Definition 1 (Dataflow Equations) An inductive program invariant \(\hat{\Sigma}\) is a solution to the set of dataflow equations for program \(g\) with an entry location \(\ell_0\) and initial abstract store \(\hat{\rho}_0\): \[ \begin{array}{rrll} \hat{\Sigma}( \ell_0 ) & = & \hat{\rho}_0 \\ \hat{\Sigma}( \ell_i ) & = & \bigsqcup_{ \ell_j \mathrel{\mathord{-}\mkern-4mu[c]\mkern-4mu\mathord{\rightarrow}} \ell_i \in g} \{ \hat{\rho}' \mid \hat{\Sigma}(\ell_j) \vdash c \Downarrow\hat{\rho}' \} & \text{for $i \neq 0$} \end{array} \]

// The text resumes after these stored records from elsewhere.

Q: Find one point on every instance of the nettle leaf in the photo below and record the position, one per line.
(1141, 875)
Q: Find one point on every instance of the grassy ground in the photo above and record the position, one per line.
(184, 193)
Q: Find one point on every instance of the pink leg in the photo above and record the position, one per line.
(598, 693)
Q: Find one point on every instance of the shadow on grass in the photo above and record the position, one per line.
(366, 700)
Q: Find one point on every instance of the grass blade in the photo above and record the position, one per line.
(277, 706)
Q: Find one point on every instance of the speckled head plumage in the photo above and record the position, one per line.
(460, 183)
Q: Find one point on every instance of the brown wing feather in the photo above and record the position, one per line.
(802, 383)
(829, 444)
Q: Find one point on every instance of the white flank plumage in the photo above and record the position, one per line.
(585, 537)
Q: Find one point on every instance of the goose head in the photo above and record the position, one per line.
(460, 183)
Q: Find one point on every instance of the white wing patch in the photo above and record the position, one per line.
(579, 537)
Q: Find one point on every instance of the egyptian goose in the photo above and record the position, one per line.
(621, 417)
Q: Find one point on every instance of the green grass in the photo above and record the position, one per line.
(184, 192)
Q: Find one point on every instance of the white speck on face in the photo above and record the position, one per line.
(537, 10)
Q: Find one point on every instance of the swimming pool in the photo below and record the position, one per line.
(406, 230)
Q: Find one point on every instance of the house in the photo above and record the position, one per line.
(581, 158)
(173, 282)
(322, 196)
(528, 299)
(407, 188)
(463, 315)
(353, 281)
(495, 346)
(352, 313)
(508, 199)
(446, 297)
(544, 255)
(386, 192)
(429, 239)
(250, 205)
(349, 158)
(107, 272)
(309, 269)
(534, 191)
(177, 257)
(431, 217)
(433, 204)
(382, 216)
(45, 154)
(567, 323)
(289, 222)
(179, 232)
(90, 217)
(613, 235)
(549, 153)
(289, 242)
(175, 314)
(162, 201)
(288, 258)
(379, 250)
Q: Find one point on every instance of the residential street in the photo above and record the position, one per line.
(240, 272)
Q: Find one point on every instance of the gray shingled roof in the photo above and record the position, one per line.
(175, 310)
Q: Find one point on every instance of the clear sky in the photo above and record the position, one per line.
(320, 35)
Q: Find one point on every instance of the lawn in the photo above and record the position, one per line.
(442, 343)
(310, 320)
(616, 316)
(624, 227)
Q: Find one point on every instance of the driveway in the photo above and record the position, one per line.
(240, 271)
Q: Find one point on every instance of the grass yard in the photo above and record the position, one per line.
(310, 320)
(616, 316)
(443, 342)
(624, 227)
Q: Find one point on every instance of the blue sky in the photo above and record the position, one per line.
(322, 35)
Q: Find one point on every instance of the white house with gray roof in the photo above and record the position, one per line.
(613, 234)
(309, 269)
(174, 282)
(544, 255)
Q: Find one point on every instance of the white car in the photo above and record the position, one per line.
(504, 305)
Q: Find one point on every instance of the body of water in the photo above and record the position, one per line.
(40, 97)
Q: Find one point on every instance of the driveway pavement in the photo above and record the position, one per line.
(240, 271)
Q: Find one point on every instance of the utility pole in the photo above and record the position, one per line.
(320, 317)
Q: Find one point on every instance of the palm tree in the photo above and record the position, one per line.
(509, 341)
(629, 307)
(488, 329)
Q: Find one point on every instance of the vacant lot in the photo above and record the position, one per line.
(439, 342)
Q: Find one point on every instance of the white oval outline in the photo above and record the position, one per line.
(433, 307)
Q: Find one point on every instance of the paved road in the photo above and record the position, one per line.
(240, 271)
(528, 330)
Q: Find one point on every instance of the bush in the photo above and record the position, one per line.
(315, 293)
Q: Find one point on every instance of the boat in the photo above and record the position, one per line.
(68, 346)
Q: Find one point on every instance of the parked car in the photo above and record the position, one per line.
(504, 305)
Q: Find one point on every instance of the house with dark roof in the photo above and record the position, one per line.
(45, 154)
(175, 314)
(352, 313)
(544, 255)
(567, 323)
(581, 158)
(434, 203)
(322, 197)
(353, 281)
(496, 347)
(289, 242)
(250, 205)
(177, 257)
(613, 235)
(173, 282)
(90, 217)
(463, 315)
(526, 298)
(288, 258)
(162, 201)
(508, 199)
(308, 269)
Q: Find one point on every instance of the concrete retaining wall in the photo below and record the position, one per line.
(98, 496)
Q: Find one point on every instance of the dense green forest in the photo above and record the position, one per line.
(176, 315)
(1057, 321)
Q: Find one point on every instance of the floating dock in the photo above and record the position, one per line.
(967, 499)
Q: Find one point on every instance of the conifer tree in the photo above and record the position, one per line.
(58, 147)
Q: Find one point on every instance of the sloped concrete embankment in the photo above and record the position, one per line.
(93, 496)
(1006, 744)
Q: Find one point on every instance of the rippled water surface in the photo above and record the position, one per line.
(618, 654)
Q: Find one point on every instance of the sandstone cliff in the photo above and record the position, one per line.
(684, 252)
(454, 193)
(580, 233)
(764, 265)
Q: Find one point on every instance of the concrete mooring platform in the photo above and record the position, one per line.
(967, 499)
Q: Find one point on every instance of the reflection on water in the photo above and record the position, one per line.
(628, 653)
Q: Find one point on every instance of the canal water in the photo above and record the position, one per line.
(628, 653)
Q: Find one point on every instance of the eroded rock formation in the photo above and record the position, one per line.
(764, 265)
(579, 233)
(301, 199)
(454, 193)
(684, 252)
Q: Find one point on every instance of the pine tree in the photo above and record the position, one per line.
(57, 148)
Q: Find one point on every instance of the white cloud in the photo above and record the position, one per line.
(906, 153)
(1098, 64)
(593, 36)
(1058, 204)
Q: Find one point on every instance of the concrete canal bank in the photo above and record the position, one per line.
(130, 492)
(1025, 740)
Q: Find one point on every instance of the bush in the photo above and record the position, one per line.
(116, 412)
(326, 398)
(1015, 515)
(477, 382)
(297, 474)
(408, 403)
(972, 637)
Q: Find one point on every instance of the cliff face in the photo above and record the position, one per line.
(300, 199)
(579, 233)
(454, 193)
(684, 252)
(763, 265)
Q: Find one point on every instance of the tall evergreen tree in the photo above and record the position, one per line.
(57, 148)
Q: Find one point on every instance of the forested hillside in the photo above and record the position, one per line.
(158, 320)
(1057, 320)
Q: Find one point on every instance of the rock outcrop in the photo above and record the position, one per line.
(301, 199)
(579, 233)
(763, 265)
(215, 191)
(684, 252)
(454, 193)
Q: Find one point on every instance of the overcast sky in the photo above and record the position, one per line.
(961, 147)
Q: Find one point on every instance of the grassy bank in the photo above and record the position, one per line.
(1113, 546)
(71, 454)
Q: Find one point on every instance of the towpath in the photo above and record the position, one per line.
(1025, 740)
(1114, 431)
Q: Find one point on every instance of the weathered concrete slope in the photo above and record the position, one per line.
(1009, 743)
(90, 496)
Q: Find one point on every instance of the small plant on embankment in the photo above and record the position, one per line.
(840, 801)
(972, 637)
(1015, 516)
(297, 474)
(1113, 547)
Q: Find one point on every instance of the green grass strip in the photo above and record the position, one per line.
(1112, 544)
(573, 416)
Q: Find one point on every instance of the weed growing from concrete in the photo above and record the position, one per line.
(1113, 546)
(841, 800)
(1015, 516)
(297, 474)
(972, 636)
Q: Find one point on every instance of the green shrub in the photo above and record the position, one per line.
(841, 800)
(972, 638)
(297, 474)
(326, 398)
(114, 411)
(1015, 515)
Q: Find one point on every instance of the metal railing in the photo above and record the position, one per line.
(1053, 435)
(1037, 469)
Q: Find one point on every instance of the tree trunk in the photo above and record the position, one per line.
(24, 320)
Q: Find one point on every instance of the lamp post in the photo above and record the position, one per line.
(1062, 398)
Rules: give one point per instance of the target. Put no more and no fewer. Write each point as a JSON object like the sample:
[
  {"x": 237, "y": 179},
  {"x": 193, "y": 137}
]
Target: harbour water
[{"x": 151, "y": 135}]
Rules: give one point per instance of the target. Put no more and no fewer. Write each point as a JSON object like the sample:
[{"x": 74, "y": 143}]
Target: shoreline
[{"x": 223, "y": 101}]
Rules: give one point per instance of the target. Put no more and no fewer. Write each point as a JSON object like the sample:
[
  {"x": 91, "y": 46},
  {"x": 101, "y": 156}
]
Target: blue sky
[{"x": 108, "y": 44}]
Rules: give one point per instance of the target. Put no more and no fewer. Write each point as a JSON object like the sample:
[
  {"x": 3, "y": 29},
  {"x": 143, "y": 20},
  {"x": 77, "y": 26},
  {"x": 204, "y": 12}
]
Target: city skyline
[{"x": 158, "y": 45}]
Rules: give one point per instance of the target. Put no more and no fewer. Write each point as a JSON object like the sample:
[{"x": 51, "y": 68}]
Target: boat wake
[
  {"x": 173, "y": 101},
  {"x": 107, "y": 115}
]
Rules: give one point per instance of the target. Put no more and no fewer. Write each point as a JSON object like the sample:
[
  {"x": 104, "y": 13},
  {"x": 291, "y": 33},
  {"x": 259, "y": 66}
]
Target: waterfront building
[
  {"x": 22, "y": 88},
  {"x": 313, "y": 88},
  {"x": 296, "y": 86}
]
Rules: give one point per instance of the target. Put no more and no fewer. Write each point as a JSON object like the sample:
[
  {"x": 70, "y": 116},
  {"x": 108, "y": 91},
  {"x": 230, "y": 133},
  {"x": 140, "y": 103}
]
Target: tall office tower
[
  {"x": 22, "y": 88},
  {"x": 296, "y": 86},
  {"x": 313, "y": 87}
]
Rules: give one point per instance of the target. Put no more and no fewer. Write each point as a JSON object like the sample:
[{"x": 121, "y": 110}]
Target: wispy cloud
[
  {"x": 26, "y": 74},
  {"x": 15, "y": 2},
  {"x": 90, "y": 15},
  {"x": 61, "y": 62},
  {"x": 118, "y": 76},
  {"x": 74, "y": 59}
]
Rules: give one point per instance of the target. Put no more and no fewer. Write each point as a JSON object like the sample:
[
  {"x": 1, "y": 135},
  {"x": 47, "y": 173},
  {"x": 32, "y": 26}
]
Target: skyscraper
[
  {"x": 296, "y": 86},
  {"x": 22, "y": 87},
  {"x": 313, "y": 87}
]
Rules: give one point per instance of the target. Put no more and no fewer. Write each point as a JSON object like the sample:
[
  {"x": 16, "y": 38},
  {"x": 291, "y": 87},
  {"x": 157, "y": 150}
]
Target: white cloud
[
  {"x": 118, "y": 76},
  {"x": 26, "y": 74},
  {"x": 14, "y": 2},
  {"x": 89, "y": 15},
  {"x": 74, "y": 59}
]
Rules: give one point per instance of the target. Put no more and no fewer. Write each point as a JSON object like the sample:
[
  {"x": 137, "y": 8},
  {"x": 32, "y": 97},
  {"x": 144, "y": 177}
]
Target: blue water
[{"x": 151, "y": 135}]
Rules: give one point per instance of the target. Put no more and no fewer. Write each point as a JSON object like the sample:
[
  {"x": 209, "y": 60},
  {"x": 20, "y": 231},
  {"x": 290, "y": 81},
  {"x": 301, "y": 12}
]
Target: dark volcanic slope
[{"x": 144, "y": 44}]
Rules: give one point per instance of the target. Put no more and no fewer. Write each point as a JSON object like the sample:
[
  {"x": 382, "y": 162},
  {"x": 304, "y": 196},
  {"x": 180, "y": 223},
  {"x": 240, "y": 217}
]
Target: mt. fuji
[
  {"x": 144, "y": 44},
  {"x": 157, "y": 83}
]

We solve a dataflow analysis by finding the least fixed point of the set of transfer functions (i.e., one for each program location \(\ell_i\) where \(i \neq 0\)).

Exercise: Chaotic Iteration

\[ \begin{array}{rrll} \hat{\Sigma}( \ell_0 ) & = & \hat{\rho}_0 \\ \hat{\Sigma}( \ell_i ) & = & \bigsqcup_{ \ell_j \mathrel{\mathord{-}\mkern-4mu[c]\mkern-4mu\mathord{\rightarrow}} \ell_i \in g} \{ \hat{\rho}' \mid \hat{\Sigma}(\ell_j) \vdash c \Downarrow\hat{\rho}' \} & \text{for $i \neq 0$} \end{array} \]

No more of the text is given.